To this end, we have established a program to understand and exploit promiscuity in anion-sensitive fluorescent proteins12,13,14,15,16. More recently, we broadened our scope to unravel the molecular drivers of promiscuity versus specificity in anion-binding proteins for fundamental research and translational applications17. Here, we have chosen to work with NreA, a unique nitrate sensory protein found in the food-grade bacterium Staphylococcus carnosus (ScNreA) (Fig. 1A)18,19. The first observation pointing to promiscuity is from early-stage phasing with non-native iodide to determine the ScNreA X-ray crystal structure (Fig. 1B)20. ScNreA adopts a GAF_2 domain fold with a binding cleft defined by dipole moments oriented along the α3 and α6 helices20. Specifically, three main chain amides connecting residues L67, A68, and I97, and one sidechain amide from residue W45 coordinate to nitrate and iodide. Nearby hydrophobic residues—L61, G66, Y95, P96, and I97—shield the binding pocket from bulk water20.

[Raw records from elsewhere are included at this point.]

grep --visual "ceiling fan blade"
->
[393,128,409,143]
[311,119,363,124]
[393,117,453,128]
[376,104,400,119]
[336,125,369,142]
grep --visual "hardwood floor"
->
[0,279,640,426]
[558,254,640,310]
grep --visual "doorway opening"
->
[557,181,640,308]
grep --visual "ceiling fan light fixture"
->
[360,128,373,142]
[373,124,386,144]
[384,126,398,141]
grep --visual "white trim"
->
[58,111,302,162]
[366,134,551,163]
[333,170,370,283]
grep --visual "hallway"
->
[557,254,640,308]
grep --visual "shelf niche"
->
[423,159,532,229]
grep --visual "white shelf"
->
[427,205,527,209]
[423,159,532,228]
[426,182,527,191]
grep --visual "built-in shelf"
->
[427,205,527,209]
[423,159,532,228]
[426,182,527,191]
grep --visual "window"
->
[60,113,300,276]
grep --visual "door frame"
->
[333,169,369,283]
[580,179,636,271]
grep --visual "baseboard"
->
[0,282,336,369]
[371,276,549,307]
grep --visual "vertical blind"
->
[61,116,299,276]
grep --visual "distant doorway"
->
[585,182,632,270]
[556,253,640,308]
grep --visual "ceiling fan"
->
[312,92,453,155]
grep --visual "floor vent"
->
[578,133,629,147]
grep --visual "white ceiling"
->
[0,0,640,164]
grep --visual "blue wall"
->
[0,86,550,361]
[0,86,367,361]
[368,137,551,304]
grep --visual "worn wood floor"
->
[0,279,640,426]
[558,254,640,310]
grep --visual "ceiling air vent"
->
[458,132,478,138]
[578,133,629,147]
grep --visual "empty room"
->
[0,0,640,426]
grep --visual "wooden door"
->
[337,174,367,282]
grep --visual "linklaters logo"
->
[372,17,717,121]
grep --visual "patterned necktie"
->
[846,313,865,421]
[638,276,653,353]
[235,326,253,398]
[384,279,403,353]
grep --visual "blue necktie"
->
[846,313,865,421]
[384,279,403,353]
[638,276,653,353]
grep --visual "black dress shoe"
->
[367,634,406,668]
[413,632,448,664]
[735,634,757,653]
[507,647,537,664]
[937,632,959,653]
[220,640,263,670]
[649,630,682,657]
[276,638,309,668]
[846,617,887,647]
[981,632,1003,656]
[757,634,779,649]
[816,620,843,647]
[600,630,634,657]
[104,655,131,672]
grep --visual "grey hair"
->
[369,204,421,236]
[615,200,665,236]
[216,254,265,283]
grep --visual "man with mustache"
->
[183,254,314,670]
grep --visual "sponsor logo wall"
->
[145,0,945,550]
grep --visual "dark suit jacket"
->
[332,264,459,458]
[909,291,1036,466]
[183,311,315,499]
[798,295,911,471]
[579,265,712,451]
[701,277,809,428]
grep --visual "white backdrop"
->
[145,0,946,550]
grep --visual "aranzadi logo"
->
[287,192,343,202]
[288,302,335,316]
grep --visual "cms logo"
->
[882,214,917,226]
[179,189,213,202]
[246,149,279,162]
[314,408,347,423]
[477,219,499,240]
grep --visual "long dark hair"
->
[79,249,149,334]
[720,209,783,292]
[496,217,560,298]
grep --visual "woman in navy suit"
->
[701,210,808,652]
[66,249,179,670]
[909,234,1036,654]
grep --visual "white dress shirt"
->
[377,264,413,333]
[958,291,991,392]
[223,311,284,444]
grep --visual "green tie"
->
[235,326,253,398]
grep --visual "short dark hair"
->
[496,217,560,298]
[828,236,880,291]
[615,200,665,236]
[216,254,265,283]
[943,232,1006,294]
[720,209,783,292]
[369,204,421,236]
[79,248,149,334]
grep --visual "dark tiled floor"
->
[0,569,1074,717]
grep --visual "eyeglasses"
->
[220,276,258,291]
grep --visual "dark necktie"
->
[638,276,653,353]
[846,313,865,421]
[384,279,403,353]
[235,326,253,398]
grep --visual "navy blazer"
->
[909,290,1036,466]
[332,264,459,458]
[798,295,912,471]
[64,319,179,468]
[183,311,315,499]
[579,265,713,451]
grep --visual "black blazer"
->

Fig. 1: X-ray crystal structure of NreA from Staphylococcus carnosus (ScNreA).
figure 1

A Nitrate (PDB: 4IUK) and B iodide (PDB ID: 4IUH) structures. The residues within 4 Å of nitrate and 5 Å of iodide are shown. All residues are labeled with their single letter amino acid code and position number. The colors of the residues correspond to the secondary structure as follows: alpha helix (turquoise), beta sheet (magenta), and flexible loop (pale salmon).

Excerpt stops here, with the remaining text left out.